My prior research experience has been strongly oriented toward experimental investigation of composite and fiber–metal laminate systems. At the Center for Composite Research at K.N. Toosi University of Technology, I conducted advanced experimental studies on GLARE-type laminates and polymer-based composite structures, with emphasis on mechanical characterization under flexural, impact, and dynamic loading conditions. This work involved specimen fabrication, standardized mechanical testing, data analysis, and interpretation of damage and failure mechanisms. Through these studies, I developed a solid understanding of how material architecture, fiber orientation, interfacial bonding, and reinforcement strategies influence structural performance.

In parallel, I investigated the incorporation of functional and nanoscale reinforcements into composite systems, including graphene-based nanomaterials and shape memory alloys (SMAs). These studies aimed to enhance mechanical performance, energy dissipation, and functional behavior of composite laminates. In particular, the integration of SMAs introduced opportunities for adaptive response and improved damage tolerance, while graphene-based additives offered potential improvements in stiffness, strength, and interlaminar properties. My work in this area strengthened my interest in multifunctional composites that extend beyond traditional load-bearing roles.

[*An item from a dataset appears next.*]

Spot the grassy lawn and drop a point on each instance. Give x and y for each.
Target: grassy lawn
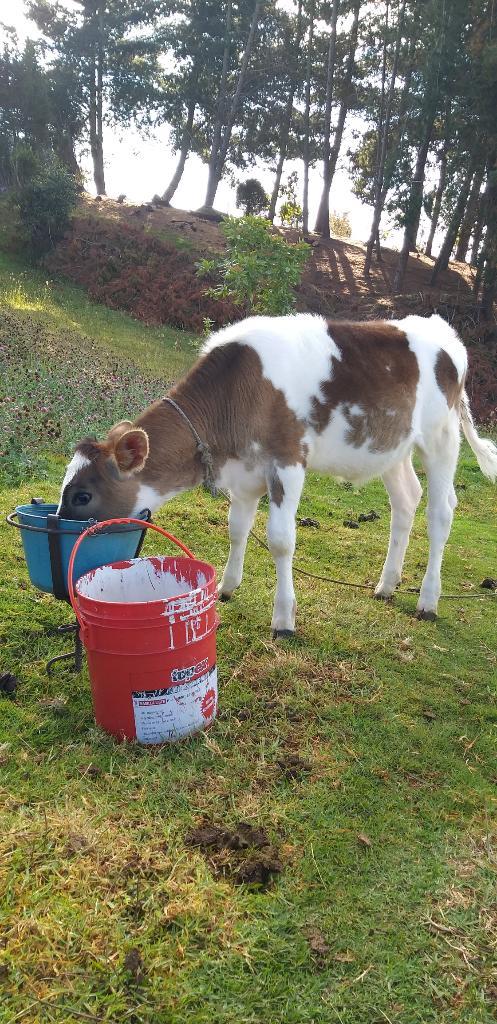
(365, 751)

Methodologically, my research approach emphasizes experimental mechanics as the foundation of material understanding. I have extensive experience with mechanical testing techniques, including flexural, impact, and hardness testing, as well as experimental data validation and repeatability analysis. I view experimental work not merely as a validation step, but as a primary tool for uncovering material behavior and guiding model development. Complementary to experimental efforts, I employ numerical modeling and parametric studies to interpret test results, explore design spaces, and support hypothesis-driven research.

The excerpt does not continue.